Flint is an old automotive manufacturing town outside Detroit, Michigan, home to 100,000 people. Over the years, the car industry has dumped thousands of tons of waste into the Flint River. These factories built their own water distribution systems from purified sources to avoid use of Flint water in their plants; a system inaccessible to the Flint community. Since the decline of the car industry, the city government decided to “save money” by not upgrading Flint’s water ways. Now, it is facing one of the worst humanitarian water problems in the United States. All the water in Flint is contaminated with lead, a highly toxic substance that is easily absorbed by the body, especially by  children. Lead poisoning has irreversible effects on the brain and body. It can even alter DNA to have generational effects. Every child, adolescent, and person in Flint, or anyone who has visited Flint in the past 2 years, has lead poisoning.



As a health epidemic, a logistical nightmare, and a complex community, political, and infrastructure disaster, the situation in Flint is extremely complex. There is the necessity for water, aid, and drastic change that is immediate but also must be sustainable. There is the consideration of the financial depravity of the area and the long term course of action to insure this problem is resolved and never repeated.   

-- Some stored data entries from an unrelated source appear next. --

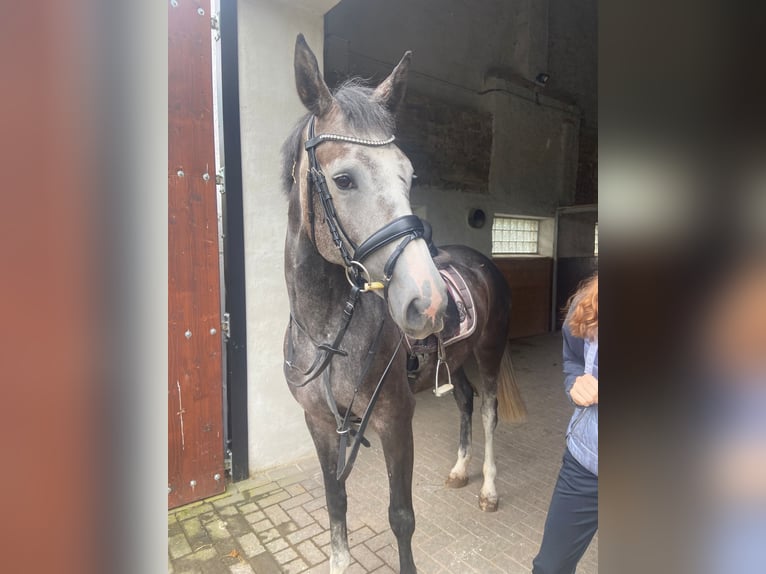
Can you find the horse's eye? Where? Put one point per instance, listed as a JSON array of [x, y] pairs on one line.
[[343, 181]]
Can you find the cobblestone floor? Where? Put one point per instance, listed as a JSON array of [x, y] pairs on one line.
[[276, 521]]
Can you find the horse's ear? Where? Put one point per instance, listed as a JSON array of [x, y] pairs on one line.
[[312, 89], [391, 91]]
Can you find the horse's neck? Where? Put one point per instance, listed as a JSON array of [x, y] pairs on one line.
[[316, 288]]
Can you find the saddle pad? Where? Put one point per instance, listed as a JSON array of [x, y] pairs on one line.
[[460, 320]]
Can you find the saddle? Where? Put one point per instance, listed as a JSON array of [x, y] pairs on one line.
[[460, 318]]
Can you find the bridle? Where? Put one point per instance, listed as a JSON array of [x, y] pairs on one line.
[[406, 228]]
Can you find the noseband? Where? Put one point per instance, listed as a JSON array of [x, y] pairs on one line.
[[407, 227]]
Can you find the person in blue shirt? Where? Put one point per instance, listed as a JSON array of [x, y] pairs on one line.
[[572, 518]]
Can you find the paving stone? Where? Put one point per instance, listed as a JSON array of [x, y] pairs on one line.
[[380, 540], [255, 517], [296, 500], [366, 558], [316, 503], [276, 514], [194, 510], [227, 511], [263, 526], [237, 525], [294, 567], [178, 546], [276, 545], [247, 508], [360, 535], [303, 518], [250, 544], [310, 552], [269, 536], [278, 496], [217, 530], [285, 556], [265, 563], [262, 490], [296, 490], [304, 533], [385, 569], [241, 568]]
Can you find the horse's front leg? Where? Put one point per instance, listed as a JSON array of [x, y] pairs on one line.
[[395, 431], [488, 495], [327, 443], [458, 476]]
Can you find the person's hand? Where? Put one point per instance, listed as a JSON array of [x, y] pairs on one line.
[[585, 391]]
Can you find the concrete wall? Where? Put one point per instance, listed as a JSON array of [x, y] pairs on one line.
[[481, 55], [269, 108]]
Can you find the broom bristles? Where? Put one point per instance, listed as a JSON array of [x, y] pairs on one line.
[[510, 405]]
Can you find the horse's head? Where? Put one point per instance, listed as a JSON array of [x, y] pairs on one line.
[[354, 185]]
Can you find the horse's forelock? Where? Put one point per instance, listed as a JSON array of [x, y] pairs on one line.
[[364, 116]]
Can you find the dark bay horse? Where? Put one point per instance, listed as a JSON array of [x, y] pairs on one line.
[[363, 286]]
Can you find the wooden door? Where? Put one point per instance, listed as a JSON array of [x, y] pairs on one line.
[[530, 280], [195, 385]]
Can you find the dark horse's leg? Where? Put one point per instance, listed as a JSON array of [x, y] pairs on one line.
[[394, 428], [326, 441], [488, 494], [458, 476]]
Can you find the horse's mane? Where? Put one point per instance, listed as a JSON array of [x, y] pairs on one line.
[[362, 113]]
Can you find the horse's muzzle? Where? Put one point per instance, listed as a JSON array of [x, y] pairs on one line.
[[417, 296]]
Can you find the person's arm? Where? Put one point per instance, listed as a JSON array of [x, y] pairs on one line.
[[581, 388], [574, 359]]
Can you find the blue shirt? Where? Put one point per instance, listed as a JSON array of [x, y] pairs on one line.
[[581, 357]]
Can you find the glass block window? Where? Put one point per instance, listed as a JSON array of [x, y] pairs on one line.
[[514, 235], [595, 240]]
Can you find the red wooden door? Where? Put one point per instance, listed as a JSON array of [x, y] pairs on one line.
[[195, 401]]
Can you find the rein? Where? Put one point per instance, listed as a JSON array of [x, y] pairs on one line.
[[406, 228]]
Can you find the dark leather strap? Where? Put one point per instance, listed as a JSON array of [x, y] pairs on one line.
[[400, 227]]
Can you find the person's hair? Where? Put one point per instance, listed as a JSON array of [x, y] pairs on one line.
[[582, 309]]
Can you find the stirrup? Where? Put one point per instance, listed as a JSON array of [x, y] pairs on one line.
[[442, 390]]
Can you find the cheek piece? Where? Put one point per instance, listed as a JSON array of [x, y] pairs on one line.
[[407, 227]]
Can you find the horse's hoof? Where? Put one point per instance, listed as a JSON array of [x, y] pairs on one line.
[[487, 504], [456, 481]]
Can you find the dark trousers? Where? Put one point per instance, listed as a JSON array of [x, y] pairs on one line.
[[572, 519]]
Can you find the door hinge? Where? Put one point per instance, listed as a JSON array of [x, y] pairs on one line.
[[220, 181], [226, 327]]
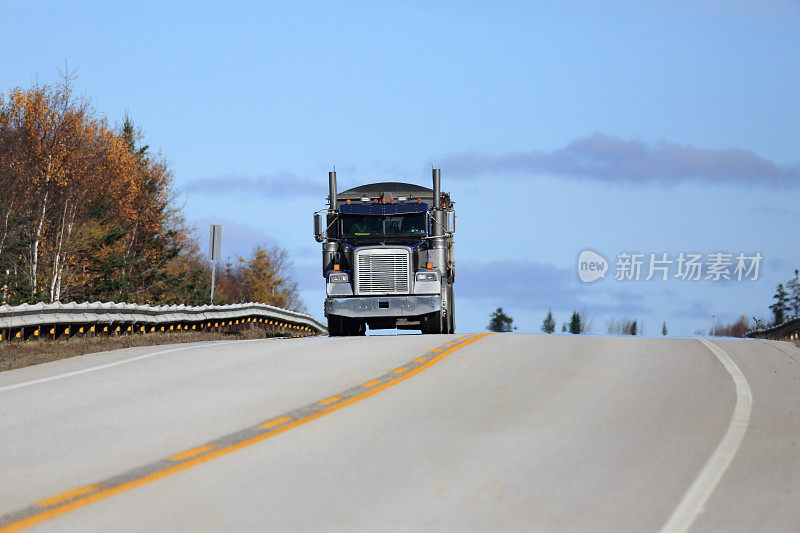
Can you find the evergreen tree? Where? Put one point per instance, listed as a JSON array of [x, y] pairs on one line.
[[548, 324], [794, 294], [575, 323], [501, 322], [781, 305]]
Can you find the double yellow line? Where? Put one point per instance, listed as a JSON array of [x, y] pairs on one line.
[[85, 495]]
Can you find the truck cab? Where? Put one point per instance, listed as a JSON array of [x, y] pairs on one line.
[[388, 257]]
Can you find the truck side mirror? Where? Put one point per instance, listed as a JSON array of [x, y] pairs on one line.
[[320, 226]]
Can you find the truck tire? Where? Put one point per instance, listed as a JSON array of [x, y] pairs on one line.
[[357, 328], [433, 324], [336, 326]]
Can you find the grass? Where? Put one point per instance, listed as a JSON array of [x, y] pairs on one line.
[[21, 354]]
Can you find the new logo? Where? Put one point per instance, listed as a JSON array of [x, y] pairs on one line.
[[591, 266]]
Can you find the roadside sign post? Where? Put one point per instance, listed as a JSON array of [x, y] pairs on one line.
[[214, 248]]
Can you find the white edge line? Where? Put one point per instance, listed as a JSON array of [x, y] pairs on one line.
[[702, 487], [109, 365]]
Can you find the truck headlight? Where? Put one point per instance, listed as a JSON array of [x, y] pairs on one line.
[[339, 277]]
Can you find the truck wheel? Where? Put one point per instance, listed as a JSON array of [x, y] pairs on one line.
[[357, 328], [433, 324], [336, 326]]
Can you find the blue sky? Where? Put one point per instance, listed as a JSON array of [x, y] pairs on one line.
[[651, 127]]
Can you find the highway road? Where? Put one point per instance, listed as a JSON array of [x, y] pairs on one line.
[[441, 433]]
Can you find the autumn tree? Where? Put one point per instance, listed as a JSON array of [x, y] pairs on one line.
[[85, 213]]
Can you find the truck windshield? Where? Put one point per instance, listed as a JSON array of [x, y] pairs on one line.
[[364, 225]]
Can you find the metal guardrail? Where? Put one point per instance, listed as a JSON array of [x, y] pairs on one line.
[[789, 330], [58, 320]]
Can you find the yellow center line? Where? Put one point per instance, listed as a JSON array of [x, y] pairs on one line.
[[276, 422], [80, 491], [191, 453], [332, 399], [102, 494]]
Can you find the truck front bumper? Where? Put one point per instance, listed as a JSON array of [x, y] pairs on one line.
[[383, 306]]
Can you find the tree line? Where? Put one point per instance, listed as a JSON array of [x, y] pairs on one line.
[[89, 213]]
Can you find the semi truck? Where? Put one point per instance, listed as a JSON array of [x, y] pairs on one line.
[[388, 257]]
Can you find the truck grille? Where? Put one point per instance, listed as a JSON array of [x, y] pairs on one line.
[[383, 271]]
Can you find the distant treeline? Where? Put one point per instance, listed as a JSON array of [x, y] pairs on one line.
[[88, 213]]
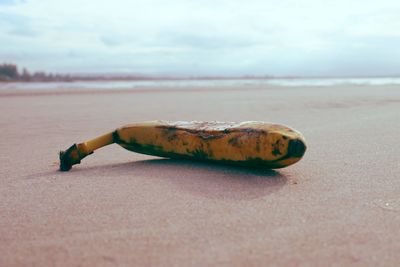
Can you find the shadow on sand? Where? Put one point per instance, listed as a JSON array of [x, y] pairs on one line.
[[208, 180], [213, 181]]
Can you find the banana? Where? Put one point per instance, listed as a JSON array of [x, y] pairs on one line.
[[248, 143]]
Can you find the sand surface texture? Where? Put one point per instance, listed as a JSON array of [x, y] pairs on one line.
[[339, 206]]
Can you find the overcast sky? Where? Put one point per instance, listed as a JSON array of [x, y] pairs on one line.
[[208, 37]]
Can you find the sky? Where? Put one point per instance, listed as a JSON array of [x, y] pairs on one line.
[[199, 38]]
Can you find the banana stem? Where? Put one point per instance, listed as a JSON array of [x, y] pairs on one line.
[[77, 152]]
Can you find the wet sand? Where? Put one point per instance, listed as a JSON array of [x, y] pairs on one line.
[[339, 206]]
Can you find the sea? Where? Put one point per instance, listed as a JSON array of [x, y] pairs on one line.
[[182, 83]]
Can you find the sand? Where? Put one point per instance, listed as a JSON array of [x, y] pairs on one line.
[[339, 206]]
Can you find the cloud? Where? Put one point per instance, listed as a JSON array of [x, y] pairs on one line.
[[16, 24], [11, 2], [277, 37]]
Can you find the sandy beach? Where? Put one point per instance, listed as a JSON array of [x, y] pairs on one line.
[[339, 206]]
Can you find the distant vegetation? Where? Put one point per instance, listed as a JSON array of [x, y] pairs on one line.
[[10, 73]]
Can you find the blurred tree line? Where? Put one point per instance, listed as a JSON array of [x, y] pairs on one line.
[[10, 72]]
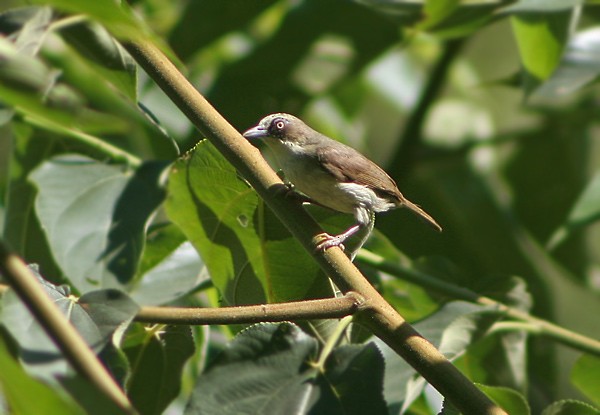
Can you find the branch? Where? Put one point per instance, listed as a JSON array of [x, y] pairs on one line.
[[535, 325], [379, 316], [297, 310], [64, 335]]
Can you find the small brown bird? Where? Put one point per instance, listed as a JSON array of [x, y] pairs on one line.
[[332, 174]]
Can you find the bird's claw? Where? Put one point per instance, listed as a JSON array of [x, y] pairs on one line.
[[325, 241]]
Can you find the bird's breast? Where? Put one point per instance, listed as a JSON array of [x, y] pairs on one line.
[[307, 176]]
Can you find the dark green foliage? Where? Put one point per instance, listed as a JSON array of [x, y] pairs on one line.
[[504, 155]]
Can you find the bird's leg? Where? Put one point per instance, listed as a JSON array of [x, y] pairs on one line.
[[327, 241], [369, 228], [366, 220]]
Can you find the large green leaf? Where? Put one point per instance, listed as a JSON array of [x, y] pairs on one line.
[[25, 395], [541, 6], [119, 19], [94, 216], [169, 269], [509, 400], [110, 59], [570, 407], [585, 211], [451, 329], [267, 369], [578, 68], [96, 316], [250, 256], [157, 363]]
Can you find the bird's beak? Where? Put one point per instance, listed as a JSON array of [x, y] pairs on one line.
[[255, 132]]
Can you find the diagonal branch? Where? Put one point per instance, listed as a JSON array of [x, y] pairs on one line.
[[297, 310], [379, 316], [68, 340]]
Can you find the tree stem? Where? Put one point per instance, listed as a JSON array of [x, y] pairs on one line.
[[379, 315]]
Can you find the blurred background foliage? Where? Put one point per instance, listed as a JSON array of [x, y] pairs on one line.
[[485, 112]]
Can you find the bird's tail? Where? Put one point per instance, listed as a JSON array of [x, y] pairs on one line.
[[417, 209]]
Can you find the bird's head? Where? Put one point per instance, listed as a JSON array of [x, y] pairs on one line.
[[281, 126]]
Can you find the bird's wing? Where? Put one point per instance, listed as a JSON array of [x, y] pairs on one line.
[[359, 169], [348, 165]]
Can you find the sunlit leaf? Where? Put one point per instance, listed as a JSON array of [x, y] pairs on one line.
[[96, 316], [94, 216], [585, 211], [541, 39], [267, 369], [570, 407], [508, 399]]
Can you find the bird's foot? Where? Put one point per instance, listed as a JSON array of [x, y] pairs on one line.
[[325, 241]]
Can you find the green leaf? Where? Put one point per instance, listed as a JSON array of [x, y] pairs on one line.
[[510, 400], [96, 316], [250, 256], [585, 375], [570, 407], [157, 365], [586, 210], [436, 11], [18, 390], [267, 369], [26, 27], [94, 216], [110, 59], [541, 39], [579, 66], [170, 268], [451, 329]]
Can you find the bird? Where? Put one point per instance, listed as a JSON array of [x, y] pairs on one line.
[[333, 175]]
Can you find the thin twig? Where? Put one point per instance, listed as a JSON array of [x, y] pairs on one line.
[[412, 134], [299, 310], [542, 327], [64, 335]]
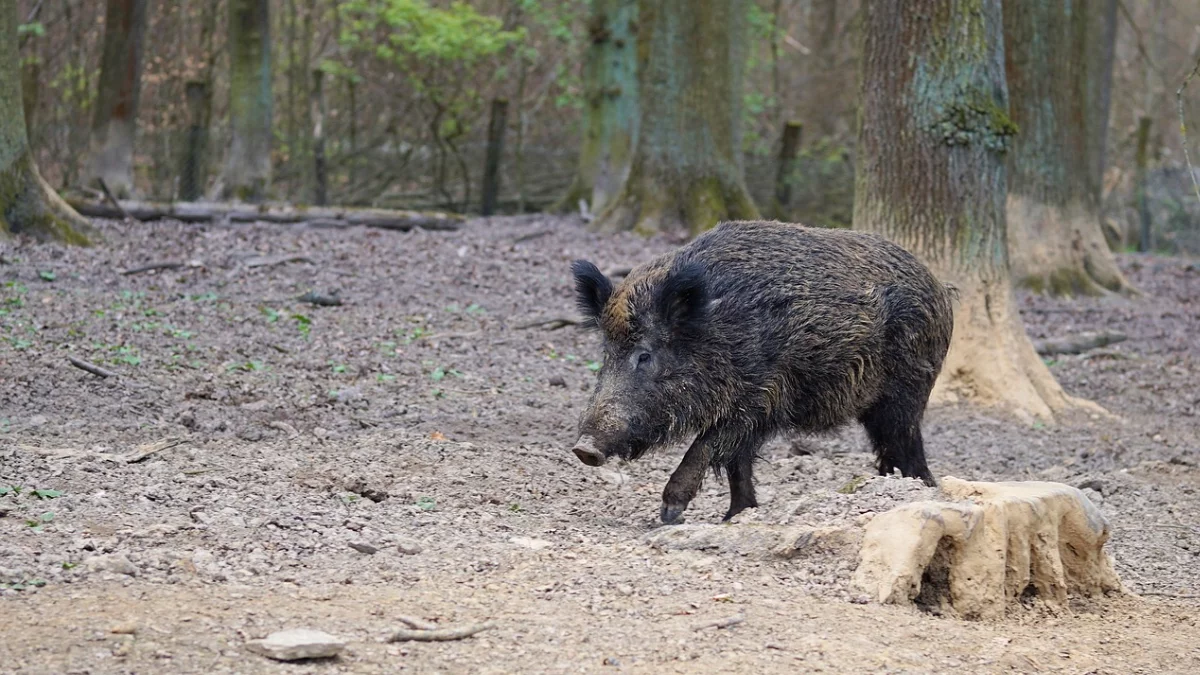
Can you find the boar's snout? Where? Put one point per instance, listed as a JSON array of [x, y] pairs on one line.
[[586, 449]]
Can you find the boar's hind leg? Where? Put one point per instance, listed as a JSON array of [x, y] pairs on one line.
[[741, 470], [893, 424]]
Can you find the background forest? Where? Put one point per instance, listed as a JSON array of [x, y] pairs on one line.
[[407, 89]]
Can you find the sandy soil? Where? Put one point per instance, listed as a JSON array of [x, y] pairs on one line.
[[255, 449]]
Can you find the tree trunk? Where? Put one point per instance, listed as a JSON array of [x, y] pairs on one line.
[[823, 78], [319, 174], [931, 177], [247, 166], [1059, 63], [610, 117], [687, 167], [114, 121], [27, 203]]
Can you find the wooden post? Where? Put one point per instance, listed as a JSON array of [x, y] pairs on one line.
[[1145, 240], [192, 174], [495, 150], [787, 151], [319, 177]]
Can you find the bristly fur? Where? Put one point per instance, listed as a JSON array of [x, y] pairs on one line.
[[756, 328]]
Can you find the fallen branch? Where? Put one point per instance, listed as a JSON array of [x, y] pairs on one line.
[[155, 267], [721, 622], [532, 236], [550, 323], [419, 623], [281, 214], [1078, 344], [143, 452], [439, 634], [315, 298], [90, 368], [271, 261]]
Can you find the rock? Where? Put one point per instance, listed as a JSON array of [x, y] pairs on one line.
[[531, 543], [113, 562], [298, 643], [407, 545], [364, 548], [1000, 543]]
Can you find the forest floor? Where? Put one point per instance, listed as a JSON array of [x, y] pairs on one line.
[[253, 452]]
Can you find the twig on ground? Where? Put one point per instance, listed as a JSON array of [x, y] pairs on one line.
[[550, 323], [270, 261], [419, 623], [90, 368], [721, 622], [532, 236], [439, 634], [1171, 595], [315, 298], [1078, 344], [155, 267], [143, 452]]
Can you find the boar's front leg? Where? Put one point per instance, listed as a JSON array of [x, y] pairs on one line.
[[725, 444]]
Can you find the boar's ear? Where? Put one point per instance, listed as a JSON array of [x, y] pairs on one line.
[[592, 291], [683, 299]]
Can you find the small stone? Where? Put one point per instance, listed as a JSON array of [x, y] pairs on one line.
[[531, 543], [408, 547], [114, 562], [364, 548], [298, 643]]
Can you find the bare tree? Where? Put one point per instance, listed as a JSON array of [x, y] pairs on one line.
[[114, 121], [27, 202], [933, 135], [687, 169]]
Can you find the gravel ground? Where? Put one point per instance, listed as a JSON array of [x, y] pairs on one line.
[[261, 463]]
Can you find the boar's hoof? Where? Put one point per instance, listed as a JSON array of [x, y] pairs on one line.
[[587, 452], [671, 513]]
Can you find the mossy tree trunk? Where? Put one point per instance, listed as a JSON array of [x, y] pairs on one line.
[[933, 136], [247, 167], [610, 113], [114, 120], [1059, 64], [687, 168], [27, 202]]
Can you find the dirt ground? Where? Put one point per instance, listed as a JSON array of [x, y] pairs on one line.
[[263, 464]]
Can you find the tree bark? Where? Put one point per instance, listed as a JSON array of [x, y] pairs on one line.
[[27, 203], [319, 173], [114, 121], [933, 135], [825, 79], [1059, 64], [610, 117], [247, 166], [687, 168]]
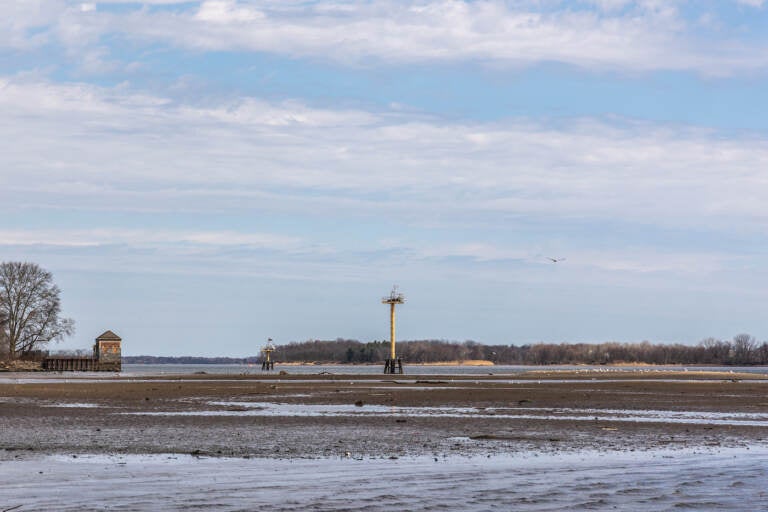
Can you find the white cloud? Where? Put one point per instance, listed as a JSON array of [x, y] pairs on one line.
[[149, 238], [80, 146], [614, 34]]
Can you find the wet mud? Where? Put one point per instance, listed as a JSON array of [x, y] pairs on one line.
[[373, 416]]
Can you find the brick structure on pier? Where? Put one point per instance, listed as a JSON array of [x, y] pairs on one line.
[[107, 357]]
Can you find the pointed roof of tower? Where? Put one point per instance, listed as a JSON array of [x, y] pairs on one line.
[[109, 336]]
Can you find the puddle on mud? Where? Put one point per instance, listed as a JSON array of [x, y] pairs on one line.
[[234, 408], [698, 479]]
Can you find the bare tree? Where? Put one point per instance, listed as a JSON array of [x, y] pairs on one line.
[[30, 305]]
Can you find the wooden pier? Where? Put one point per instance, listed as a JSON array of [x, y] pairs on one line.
[[70, 364], [106, 358]]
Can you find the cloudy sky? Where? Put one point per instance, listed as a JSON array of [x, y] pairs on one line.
[[202, 175]]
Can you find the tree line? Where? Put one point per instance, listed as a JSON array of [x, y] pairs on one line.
[[743, 349]]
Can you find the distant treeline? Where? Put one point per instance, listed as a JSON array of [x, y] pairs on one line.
[[741, 350], [188, 360]]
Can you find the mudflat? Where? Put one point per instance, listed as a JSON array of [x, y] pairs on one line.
[[306, 416]]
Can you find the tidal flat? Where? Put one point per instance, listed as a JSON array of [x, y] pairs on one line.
[[532, 441]]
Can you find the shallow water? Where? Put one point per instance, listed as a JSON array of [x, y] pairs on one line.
[[411, 369], [612, 415], [724, 479]]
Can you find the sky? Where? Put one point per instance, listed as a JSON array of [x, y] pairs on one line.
[[202, 175]]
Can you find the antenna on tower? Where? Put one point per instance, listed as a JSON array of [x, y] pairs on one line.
[[393, 364]]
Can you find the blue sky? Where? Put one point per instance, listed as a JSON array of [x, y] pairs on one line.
[[202, 175]]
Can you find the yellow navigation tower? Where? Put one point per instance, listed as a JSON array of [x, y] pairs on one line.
[[393, 364], [267, 363]]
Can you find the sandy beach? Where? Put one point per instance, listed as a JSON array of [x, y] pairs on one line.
[[56, 428]]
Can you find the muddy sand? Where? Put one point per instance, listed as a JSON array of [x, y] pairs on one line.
[[368, 416]]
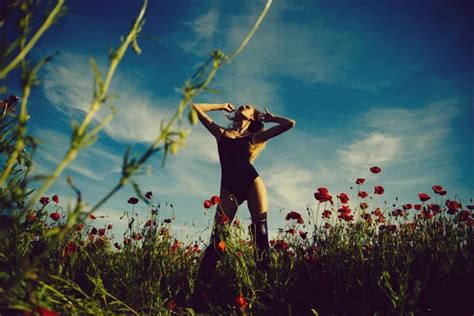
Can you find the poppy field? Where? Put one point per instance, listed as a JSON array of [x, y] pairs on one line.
[[346, 253], [343, 255]]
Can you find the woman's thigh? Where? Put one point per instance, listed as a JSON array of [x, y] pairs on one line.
[[228, 205], [257, 200]]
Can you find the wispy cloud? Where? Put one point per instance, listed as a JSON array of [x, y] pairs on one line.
[[68, 86], [280, 49], [205, 28], [414, 143], [93, 162]]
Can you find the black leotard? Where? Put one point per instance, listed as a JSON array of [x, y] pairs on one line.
[[237, 173]]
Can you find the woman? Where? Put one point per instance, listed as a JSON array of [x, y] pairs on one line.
[[238, 146]]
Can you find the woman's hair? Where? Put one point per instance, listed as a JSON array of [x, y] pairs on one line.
[[255, 126]]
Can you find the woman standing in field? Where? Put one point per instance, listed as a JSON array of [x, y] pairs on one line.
[[238, 146]]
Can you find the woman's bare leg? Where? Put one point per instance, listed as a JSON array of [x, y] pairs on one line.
[[258, 206], [257, 200], [226, 209]]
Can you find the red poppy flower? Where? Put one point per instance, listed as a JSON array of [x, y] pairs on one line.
[[71, 247], [345, 209], [215, 200], [322, 195], [326, 214], [363, 194], [435, 208], [367, 218], [241, 301], [221, 246], [171, 305], [280, 244], [452, 205], [375, 169], [132, 200], [427, 214], [363, 205], [207, 204], [293, 215], [44, 200], [55, 216], [137, 236], [222, 219], [423, 197], [377, 212], [464, 216], [343, 198], [31, 217], [378, 189], [398, 212], [176, 245]]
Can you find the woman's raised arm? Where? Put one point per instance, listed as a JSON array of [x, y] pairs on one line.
[[202, 108], [284, 124]]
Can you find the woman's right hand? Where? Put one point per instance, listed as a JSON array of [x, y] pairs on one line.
[[228, 107]]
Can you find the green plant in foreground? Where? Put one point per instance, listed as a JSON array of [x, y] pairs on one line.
[[27, 280]]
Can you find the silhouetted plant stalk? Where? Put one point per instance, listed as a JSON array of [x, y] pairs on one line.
[[190, 91], [27, 47], [80, 136], [28, 76]]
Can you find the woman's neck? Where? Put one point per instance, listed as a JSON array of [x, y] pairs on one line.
[[241, 126]]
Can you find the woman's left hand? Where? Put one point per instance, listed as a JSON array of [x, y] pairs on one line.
[[267, 116]]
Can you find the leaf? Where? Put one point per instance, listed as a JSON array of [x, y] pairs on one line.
[[214, 91], [192, 116], [135, 47]]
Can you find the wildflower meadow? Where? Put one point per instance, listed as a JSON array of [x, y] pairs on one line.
[[346, 253]]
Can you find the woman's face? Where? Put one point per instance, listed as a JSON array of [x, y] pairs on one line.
[[247, 111]]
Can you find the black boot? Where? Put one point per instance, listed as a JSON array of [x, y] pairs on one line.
[[259, 233]]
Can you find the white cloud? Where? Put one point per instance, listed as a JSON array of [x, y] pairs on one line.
[[204, 29], [92, 162], [413, 144], [375, 149], [280, 48], [291, 186], [68, 86]]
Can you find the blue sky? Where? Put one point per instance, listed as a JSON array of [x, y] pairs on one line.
[[386, 83]]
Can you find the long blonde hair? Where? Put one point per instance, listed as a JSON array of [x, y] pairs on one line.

This proposal is a systematic approach about awareness, policy, and checks on the government, to create community empowerment and address the condition immediately as well as in the long run. ​Considering the immediate need for water, information on where there water is safe, and dealing with the consequences of waste created from plastic bottle donations, this system relies on  individuals, communities, and the government to work together by collecting water, updating safe zones, distributing freshwater, and collect the recyclable waste.